Hi John,
On Oct 20, 2009, at 10:11 AM, John Shea wrote:
Dear All,
(sorry for the long post)
I have been experimenting a bit with GCD in MacRuby 0.5 beta.
Cool!
I have managed to get some code working as I would expect it to
work, and I am wondering if a few of you could provide a sanity
check that everything i am doing is above board and not the result
of unspecified behaviour.
My main concern is that when running a set of tasks and collecting
the results that the collecting itself is not thread safe (in this
case the << operator). And if it is not thread safe - then what is
the best way to collect results from dispatched tasks.
Yes, appending objects to an array from multiple threads is definitely
not going to work as you would expect.
Typically, you would use a Mutex object to synchronize access to the
shared variable, but in the GCD world the most common way I believe is
to use a sequential queue.
ary = []
ary_queue = Queue.new('com.apple.ary')
100.times do
Queue.concurrent.dispatch do
n = heavy_compute
ary_queue.dispatch { ary << n }
end
end
This way, the heavy_compute code is executed in parallel and appending
the result to ary is done sequentially.
But so far it seems to work magically well.
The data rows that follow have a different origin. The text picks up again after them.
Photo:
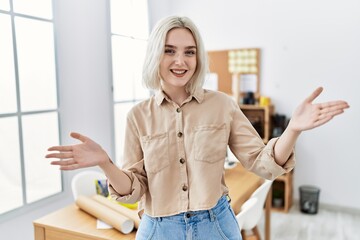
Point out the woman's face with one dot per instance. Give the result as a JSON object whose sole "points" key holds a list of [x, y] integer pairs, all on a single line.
{"points": [[178, 63]]}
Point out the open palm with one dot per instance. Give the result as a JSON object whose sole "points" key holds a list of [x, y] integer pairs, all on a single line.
{"points": [[309, 115], [86, 154]]}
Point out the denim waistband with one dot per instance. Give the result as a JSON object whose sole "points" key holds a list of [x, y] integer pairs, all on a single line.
{"points": [[194, 216]]}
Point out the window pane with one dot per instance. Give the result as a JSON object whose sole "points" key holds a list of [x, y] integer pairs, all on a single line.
{"points": [[36, 60], [128, 57], [121, 111], [4, 5], [130, 18], [39, 132], [140, 19], [121, 16], [7, 75], [122, 68], [140, 91], [10, 171], [37, 8]]}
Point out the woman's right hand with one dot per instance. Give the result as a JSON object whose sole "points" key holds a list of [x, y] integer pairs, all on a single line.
{"points": [[86, 154]]}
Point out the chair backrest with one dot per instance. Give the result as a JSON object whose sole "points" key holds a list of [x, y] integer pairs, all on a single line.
{"points": [[246, 209], [83, 183], [256, 212]]}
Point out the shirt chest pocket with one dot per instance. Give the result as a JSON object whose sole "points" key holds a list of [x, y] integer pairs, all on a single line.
{"points": [[156, 152], [210, 143]]}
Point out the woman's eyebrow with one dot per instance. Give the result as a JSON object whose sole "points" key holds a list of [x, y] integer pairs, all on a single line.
{"points": [[172, 46]]}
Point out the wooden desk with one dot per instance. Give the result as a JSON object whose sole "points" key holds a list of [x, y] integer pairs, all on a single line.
{"points": [[71, 223]]}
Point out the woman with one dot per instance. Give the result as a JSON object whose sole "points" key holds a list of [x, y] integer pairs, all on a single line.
{"points": [[176, 143]]}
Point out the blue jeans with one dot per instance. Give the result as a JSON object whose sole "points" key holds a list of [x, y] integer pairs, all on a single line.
{"points": [[218, 223]]}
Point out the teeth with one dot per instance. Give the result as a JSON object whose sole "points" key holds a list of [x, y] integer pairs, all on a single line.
{"points": [[179, 72]]}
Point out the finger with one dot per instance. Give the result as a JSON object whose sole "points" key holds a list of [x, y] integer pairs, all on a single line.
{"points": [[334, 105], [62, 155], [61, 148], [70, 167], [314, 95], [67, 162], [78, 136]]}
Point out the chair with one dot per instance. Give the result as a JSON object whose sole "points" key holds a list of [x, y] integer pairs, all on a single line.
{"points": [[249, 224], [83, 183], [246, 209]]}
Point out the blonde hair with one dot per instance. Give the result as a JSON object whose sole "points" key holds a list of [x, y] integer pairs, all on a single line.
{"points": [[156, 48]]}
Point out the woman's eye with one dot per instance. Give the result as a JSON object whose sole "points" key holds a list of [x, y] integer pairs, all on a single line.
{"points": [[190, 53], [169, 51]]}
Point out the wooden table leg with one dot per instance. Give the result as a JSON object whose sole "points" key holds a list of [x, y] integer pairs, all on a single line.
{"points": [[268, 215]]}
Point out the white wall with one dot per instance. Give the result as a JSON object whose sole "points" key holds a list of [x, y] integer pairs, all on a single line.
{"points": [[304, 44], [85, 93]]}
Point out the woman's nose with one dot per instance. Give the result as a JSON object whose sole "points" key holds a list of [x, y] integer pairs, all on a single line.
{"points": [[179, 59]]}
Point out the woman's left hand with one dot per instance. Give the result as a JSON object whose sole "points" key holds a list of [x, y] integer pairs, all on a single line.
{"points": [[309, 115]]}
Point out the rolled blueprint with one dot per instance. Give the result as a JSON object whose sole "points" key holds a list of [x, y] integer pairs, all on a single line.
{"points": [[131, 214], [105, 214]]}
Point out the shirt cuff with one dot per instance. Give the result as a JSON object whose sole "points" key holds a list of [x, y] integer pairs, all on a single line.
{"points": [[132, 197], [268, 161]]}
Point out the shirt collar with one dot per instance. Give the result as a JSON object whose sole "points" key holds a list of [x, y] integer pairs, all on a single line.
{"points": [[198, 95]]}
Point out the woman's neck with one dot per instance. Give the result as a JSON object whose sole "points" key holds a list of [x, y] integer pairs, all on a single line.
{"points": [[176, 94]]}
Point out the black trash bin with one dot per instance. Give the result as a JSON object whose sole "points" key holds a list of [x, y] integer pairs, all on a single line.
{"points": [[309, 199]]}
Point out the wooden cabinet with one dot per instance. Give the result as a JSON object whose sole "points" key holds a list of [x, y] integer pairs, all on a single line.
{"points": [[260, 118]]}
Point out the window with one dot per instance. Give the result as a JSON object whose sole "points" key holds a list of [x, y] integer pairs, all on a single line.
{"points": [[28, 103], [129, 33]]}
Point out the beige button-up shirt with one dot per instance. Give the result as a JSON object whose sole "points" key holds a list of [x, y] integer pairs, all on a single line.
{"points": [[174, 155]]}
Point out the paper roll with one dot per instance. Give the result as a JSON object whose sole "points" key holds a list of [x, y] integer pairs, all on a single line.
{"points": [[105, 214], [131, 214]]}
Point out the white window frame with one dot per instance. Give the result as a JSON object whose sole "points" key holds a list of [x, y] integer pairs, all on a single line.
{"points": [[26, 206]]}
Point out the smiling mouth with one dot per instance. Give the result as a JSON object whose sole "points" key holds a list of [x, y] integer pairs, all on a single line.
{"points": [[178, 72]]}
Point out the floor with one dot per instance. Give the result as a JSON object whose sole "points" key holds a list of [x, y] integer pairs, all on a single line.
{"points": [[327, 224]]}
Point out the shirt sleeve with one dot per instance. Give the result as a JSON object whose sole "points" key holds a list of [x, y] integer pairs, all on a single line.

Before I put the code down - here are some initial discoveries
(which may have been obvious to everyone else).
1. When running tests you need wait until the threads are finished -
otherwise the main loop will finish before the output comes back
from other threads.
I did that with a sleep, but also experimented with looping until an
array is filled.
In case you do asynchronous dispatch calls to a sequential queue (that
you created yourself), doing a synchronous call passing an empty block
will block until asynchronous blocks are completed.
q = Queue.new('com.apple.ary')
100.times { q.dispatch { heavy_compute } }
q.dispatch(true) {} # wait
In case you use the concurrent queue, AFAIK the only way to wait is to
use a Group.
g = Dispatch::Group.new
100.times { g.dispatch(Dispatch::Queue.concurrent) { heavy_compute } }
g.wait
2. Scope: Given one of the global system queues :
gcdq = Dispatch::Queue.concurrent(:default)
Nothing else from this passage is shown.